It is not fashionable to feel sorry for banks, but I’ve had a pang of sympathy this week – brought on by media coverage of ATM charges and cheques.
Banks are, by and large, businesses so they exist to serve their customers and to make money for their shareholders. And as we know, recently, they’ve not been very good at doing either.
Cheques are dying out. They seem increasingly like a relic of the past, involving hand written slips of paper being moved round the country. The cheque clearance system is fairly cumbersome, expensive to run and open to fraud. More and more of us prefer to pay using cards and online transfers and payment technology is evolving rapidly with text, contactless, NFC, Apps and various other options developing all the time. So it is little wonder that banks are keen not only to stop investing in the cheque clearance infrastructure, but to close it down altogether.
But the Payments Council (which runs this stuff for the banks) didn’t do a good job communicating the changes. The initial announcement that cheques would be abolished failed to address concerns about what would replace them. As a result we saw howls of anguish from groups including charities, pensioner groups and small businesses.
The Payments Council backed down and announced that cheques were safe after all. But not that safe, because the cheque guarantee card system had been abolished anyway, which means few retailers will want to accept a cheque.
But it got worse for the banks this week, with the Treasury Select Committee joining the party to insist that banks must invest in the cheque system and should also communicate with customers to tell them that cheques are safe.
Right now the best option for banks seems to be to wait this one out. With the rise of new payment technologies cheques will continue to decline and, to put it bluntly, the people who use them will die out.
But what in the interim? Perhaps some banks will start offering cheque books as an optional extra – if you want one then there is a small monthly charge. Or perhaps they will start charging a small fee for each cheque written. Interestingly enough a US Bank, Wells Fargo, this week started charging its customers for the debit cards.
RBS has been getting a lot of flack this week for stopping its one million or so basic bank account customers using other banks’ cash machines.

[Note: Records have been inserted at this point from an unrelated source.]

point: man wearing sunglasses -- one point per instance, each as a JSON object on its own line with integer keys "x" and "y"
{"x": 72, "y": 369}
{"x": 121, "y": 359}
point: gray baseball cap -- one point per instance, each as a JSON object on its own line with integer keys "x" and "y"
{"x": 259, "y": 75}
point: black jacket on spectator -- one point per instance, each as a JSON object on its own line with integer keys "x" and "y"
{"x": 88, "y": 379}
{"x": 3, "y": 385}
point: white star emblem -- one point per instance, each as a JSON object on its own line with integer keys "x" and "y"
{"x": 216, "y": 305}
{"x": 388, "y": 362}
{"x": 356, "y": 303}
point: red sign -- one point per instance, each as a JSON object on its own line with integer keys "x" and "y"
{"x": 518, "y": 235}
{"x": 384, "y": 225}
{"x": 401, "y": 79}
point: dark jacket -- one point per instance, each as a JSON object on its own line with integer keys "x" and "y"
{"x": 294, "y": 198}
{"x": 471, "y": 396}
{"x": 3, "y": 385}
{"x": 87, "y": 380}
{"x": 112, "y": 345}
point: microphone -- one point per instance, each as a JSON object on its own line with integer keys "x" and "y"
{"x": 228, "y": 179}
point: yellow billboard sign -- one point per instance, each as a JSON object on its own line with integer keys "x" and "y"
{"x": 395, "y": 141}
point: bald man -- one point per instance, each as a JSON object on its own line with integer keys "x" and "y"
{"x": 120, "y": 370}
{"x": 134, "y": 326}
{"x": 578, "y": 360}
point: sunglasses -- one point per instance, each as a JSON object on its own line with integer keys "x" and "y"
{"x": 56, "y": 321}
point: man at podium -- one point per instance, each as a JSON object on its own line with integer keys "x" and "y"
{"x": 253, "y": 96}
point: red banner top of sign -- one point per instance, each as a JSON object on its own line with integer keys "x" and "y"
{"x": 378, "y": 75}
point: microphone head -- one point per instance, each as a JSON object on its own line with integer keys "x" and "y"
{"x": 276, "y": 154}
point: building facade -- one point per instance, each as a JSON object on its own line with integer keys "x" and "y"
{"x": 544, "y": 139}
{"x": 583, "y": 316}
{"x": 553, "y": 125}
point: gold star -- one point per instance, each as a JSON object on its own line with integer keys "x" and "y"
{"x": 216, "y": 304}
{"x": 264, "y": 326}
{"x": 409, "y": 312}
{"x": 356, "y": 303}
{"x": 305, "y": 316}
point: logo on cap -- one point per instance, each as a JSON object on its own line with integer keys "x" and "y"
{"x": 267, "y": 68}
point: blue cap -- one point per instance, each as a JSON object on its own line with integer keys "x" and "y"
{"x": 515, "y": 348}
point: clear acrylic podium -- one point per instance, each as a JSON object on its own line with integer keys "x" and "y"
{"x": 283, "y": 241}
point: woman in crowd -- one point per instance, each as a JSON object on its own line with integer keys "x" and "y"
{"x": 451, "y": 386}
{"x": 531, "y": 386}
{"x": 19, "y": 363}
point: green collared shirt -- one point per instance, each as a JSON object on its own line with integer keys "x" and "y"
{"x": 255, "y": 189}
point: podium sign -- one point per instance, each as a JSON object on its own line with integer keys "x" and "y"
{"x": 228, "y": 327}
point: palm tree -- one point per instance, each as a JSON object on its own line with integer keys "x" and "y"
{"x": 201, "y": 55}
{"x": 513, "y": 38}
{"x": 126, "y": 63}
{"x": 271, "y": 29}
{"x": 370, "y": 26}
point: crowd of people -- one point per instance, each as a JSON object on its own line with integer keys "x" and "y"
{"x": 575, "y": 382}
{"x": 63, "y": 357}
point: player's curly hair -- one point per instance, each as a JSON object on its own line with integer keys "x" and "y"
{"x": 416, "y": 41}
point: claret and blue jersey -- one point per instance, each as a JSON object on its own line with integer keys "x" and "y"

The Government forces banks to offer basic bank accounts. They offer most of the services that “normal” current account offer, but there is little revenue for banks. Unless customers have “returned items” (such as bounced cheques) there are no charges for normal use and there are no overdrafts, so no overdraft charges. And with low average balances the cash on float benefit to banks isn’t massive.
Basic bank account customers typically have poor credit records and are probably deemed by the banks to be less good target for cross sales. In short basic bank accounts are not profitable and are in many way part of the banks’ CSR programmes or just “the cost of doing business” in the UK.
Every time any one of us makes a withdrawal from “another” banks’ ATM our bank is charged a few pence. So who can blame RBS for trying to reduce the costs of its basic bank account portfolio? Well, as RBS could have anticipated, most people can! The move has been seen as targeting a vulnerable customer group unfairly. It remains to be seen whether RBS will tough this one out or, like the Payment Council make a U turn.
The bottom line here is that the current account market in the UK is completely distorted by “free” banking. The banking system costs millions if not billions of pounds to run. In fact the OFT said that the real cost of a current account was around £150 p.a., yet most of us enjoy free banking. Right now most of this cost is falling (unfairly) on people who pay overdraft charges.
Banks have endeavoured to generate revenue from current accounts by pushing “packaged” accounts hard. But these have come under increasing regulatory scrutiny. And this week a survey by moneysupermarket.com said that over half of those with a packaged account weren’t using the “added value” components.
Where’s this going to end? Well, if banks want sustainable, profitable current account businesses they are going to have to start having much more honest, straightforward conversations with customers about the real cost of the services they provide. Now there’s a communications challenge.